The first step is defining regular expressions for terminals used within the grammar. For the EBNF grammar, this is done in EBNF::Terminals. Note that the parser can operate without terminal definitions, but this can greatly improve parser performance.
The parser is implemented using the EBNFPegParser class, which includes EBNF::PEG::Parser.
Parser basics
The parser operates directly using the rules from the abstract syntax tree generated by turning the original EBNF grammar using EBNF::PEG#make_peg. Tokens are derived from terminal rules defined in the grammar or contained inline through non-terminal rule definitions. Tokens are either strings, which must be matched exactly, or symbols, which identify a regular expression used to match the terminal and yield a token. The association between terminal symbols and their regular expressions along with processing rules to invoke when they are identified are described in Terminal definitions.
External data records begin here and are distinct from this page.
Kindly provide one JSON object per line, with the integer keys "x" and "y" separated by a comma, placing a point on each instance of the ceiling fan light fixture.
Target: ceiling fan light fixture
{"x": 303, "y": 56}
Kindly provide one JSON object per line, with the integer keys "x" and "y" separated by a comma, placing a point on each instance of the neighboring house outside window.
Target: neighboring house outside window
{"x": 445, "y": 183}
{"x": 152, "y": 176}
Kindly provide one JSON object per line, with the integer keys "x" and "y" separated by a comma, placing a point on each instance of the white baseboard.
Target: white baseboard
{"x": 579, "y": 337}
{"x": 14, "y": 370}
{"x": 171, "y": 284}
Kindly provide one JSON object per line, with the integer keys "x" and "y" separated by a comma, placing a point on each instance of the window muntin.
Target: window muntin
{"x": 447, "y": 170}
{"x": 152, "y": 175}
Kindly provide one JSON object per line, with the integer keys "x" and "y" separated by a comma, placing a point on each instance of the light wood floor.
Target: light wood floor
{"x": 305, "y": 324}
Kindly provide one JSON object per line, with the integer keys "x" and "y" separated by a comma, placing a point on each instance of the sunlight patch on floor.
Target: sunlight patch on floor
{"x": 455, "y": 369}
The parser starts with the specified rule, ebnf
in this case, and executes that rule, which is expected to completely parse the input file potentially leaving some whitespace.
Non-terminal rules have an expression using one of the following:
seq
: A sequence of rules or terminals. If any (other than opt
or star
) to not parse, the rule is terminated as unmatched.
opt
: An optional rule or terminal. It either results in the matching rule or returns nil
.
alt
: A list of alternative rules, which are attempted in order. It terminates with the first matching rule, or is terminated as unmatched, if no such rule is found.
plus
: A sequence of one or more of the matching rule. If there is no such rule, it is terminated as unmatched; otherwise, the result is an array containing all matched input.
star
: A sequence of zero or more of the matching rule. It will always return an array.
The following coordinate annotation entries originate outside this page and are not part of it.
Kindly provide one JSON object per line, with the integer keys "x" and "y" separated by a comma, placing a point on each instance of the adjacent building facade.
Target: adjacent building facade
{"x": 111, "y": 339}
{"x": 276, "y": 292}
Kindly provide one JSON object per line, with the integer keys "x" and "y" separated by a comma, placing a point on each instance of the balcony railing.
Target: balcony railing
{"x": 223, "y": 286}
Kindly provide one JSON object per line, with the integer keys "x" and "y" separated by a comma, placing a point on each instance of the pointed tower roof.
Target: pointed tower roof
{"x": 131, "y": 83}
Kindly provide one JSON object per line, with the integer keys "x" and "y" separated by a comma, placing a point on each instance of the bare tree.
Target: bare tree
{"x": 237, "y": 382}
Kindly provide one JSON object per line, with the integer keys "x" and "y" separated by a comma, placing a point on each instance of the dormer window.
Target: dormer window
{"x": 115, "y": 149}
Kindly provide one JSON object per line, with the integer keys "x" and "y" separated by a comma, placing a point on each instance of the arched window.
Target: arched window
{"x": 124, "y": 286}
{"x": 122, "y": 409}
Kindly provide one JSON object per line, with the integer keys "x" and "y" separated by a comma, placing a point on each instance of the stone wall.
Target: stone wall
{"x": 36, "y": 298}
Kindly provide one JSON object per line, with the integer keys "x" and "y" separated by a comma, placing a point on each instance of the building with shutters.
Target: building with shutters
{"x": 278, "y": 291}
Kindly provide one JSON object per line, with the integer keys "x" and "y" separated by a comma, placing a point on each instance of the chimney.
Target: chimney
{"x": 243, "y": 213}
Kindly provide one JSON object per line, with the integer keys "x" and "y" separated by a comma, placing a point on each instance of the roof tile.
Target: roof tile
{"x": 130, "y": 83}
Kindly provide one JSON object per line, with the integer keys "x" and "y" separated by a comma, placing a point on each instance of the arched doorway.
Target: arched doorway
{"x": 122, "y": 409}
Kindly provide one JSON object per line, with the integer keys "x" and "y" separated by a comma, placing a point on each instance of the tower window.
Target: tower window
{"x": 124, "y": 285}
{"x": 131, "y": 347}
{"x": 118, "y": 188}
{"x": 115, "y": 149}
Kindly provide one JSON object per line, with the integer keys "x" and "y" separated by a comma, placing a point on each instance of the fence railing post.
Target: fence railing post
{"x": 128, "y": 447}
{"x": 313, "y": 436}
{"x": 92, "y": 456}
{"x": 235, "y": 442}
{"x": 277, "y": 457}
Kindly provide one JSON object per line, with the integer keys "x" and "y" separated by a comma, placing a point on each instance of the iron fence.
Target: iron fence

The starting rule will typically be of the form (star sub_rule)
which will attempt to parse that sub rule until the end of input.
If a rule matches, it enters a production, which may invoke a start production before matching is attempted, and will call any _production either if matched, or unmatched. That production may choose to evaluate the returned abstract syntax tree to simplify the result, or create some semantic representation of that value.
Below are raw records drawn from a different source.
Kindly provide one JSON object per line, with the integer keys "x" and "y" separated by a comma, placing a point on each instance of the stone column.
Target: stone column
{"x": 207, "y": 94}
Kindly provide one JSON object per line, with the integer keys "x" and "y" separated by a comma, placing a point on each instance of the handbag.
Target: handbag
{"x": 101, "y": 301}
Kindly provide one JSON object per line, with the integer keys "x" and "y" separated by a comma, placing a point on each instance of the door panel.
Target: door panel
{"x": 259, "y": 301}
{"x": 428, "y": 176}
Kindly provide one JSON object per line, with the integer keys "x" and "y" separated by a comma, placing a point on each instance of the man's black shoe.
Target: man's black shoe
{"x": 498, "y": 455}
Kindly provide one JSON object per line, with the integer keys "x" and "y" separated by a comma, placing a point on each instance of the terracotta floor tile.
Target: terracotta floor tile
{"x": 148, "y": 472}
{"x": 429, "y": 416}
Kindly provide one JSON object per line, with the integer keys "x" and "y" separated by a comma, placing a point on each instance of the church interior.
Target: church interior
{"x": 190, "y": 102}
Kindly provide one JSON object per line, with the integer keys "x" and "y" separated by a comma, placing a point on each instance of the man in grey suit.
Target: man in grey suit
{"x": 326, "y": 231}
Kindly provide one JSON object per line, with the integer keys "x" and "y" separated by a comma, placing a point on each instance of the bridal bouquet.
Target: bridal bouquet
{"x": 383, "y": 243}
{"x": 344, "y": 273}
Due to the nature of PEG parsers, the same rule may be attempted at the same input location many times; this is optimized by use of a Packrat memoizing cache, which remembers the result of a previous successful evaluation and short-circuits further execution.
Processing continues by continuing to look for productions sequence and pushing those productions onto the stack. When a production is complete, any associated production handler is invoked, after popping off the top of the prod_data
stack. The just removed hash is passed as current
to the production handler. This is typically where the work of the parser happens. See Production definitions for more information.
Terminal definitions
The parser uses a DSL to specify terminals
and productions
associated with rules in the grammar. Each terminal
specifies the rule name, associated regular expression, and a block which is invoked when the parser recognizes the terminal:
terminal(:SYMBOL, SYMBOL) do |value, prod|
value.to_sym
end
In this terminal definition, the SYMBOL terminal is recognized using the SYMBOL
regular expression from EBNF::Terminals::SYMBOL. When found, the value of the symbol returned for use by productions which include it.
Production definitions
During parsing, when a non-terminal production is identified, it attempts to invoke an associated start_production
block. Typically there is nothing to do at the start of a production, so these are often left out. However, at times, it is necessary to prepare the production stack with information. For example, consider the start production for _alt_1
(a sub-production of alt
).
start_production(:_alt_1) do |data, callback|
data[:i_was_here] = true
end
This is associated with the '|' part of the alt
production.
[5] alt ::= seq ('|' seq)*
When this is invoked, we have already processed one seq
, which provided as part of the input value of the :alt
production. The result is to remove the seq
data and append it to the alt
data in value[:alt]
.
production(:_alt_1) do |value, data, callback|
data[:i_was_here] == true
value.map {|a1| a1.last[:seq]}.compact # Get rid of '|'
end
The final result of alt
, will then be the hash containing :alt and an array of data matching the seq
sub-productions.
The _alt_1
production comes from the PEG definition:
(rule _alt_1 "5.1" (star _alt_2))
(rule _alt_2 "5.2" (seq "|" seq))
On completion, the associated production for :alt
is invoked:
production(:alt) do |value|
if value.last[:_alt_1].length > 0
[:alt, value.first[:seq]] + value.last[:_alt_1]
else
value.first[:seq]
end
end
Looking at the EBNF grammar itself, we can see that the first declaration is
[1] ebnf ::= (declaration | rule)*
This is reduced to the PEG S-Expression noted above:
(rule ebnf "1" (star _ebnf_1))
(rule _ebnf_1 "1.1" (alt declaration rule))
The ebnf
production uses the alt
operator. When matching the production itself we can see that it is either a declaration
or a rule
. In this case of this parser, the result of parsing EBNF is an Abstract Syntax Tree, but in other cases it may create something else. In the case of the Turtle gem, the parser generates RDF Triples. Because the parser uses a streaming scanner, a file of any length can be passed to the parser, which emits triples as sufficient processing completes.